All the guests have found their seats. The snow is starting to pick up, little kisses falling from the sky, at least that’s what she’d say if she was here. I knew snow was a possibility today, but watching it fall is breathtaking. All the bridesmaids and groomsmen have made their way down the aisle taking their places, and I stand here physically prepared to get married, but emotionally, my thoughts are far from where I stand. I focus on the beauty created for Anastasia and I today. The mountain view behind us, with the slopes visible to the human eye. I can see the trails so perfectly carved out from the trees. The oversized arch filled with hundreds of red roses I stand under now glistens with the light snow coming down over them. One hand folded in the other, looking down, I try to remain still in the moment, awaiting my bride to walk down with her mother and father. Seeing her will wipe all my doubt away—I hope. The music starts to play. Taking in a deep breath, I glance out at the walkway, looking at the small spruce trees lining the path for her, decorated with perfectly placed roses, adding to the thousands of others surrounding us, as she turns the corner.

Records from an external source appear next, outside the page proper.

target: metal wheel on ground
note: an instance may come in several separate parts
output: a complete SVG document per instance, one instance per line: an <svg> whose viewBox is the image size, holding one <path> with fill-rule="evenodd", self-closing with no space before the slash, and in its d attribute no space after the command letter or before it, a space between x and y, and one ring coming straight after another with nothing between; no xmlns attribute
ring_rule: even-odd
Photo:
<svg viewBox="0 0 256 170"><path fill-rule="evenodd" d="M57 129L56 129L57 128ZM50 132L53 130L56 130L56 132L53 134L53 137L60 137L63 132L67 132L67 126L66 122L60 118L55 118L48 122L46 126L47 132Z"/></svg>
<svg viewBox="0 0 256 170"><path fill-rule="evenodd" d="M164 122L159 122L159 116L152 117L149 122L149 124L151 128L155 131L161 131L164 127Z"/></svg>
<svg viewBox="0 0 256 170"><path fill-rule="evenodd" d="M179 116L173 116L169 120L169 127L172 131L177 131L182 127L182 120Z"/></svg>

“My god, is she stunning,”I mutter under my breath, a smile appearing on my face as I look down at her and all she is. All the reasons I chose her replacing the ones of Ivy: her grace, certainty, wit, sense of humor, and her kindness, before all the things she is not start flooding my mind—who she is not.
“Wow, bro.” Maikel nudges me, his shoulder colliding with mine, knocking me out of my trance, pulling me back into this moment between her and me and all that have come to share it with us.
“Who gives away this woman?” the preacher questions.
“We do,” Mr. and Mrs. Costilla reply before taking her hand and placing it in mine.
“You look stunning,” I whisper to her before squeezing her hands in endearment and approval.
“Gracias, Mi Amor,” Anastasia replies, her shoulders shooting to the sky as she grips my hands a little tighter, her red lipstick curving up her face as she releases a smile followed by a squeal of excitement. She is beaming from ear to ear.
“We are gathered here today to celebrate the love between Tayden and Anastasia. Marriage is a sacred bond between two people, forged in the fires of understanding, respect, sacrifice, eternal love, and loyalty,” the preacher continues.
I start looking around the moment loyalty leaves his lips, glaring out into the sea of guests staring at me like they know, and I feel bare, seen. The words take me back as I search for my guilty pleasure amongst them all, Ivy.
She’s not out there, Tayden. She’s not coming to comfort you in your decision. She’s not coming to object and confess her desires.
“Marriage is the dependence on one another to navigate life and all you hold dear within it forever. Although the road may not always be clear, your promise to each other is that clarity within the stormiest of days. Before we begin, does anyone have a reason as to why these two should not be wed?” The preacher pauses. Looking up, I glance around, wiping the beads of sweat from my forehead at the thought of her barging down the aisle in protest. I wouldn’t ever want Ivy to stop my wedding, nor would I expect her to, but a small part of me wishes she would. The other part knows I’m doing what’s best for me, for my future, for normalcy. Anastasia will make a great mother. She has already proven that in her role as a stepmother figure to Laila. Although it may not be wave-crashing, fire-igniting love, it is consistent, dependable, and still more than most have in their lifetime. I am a lucky man. This I know to be true. Yet I can’t help but feel so fucking unlucky.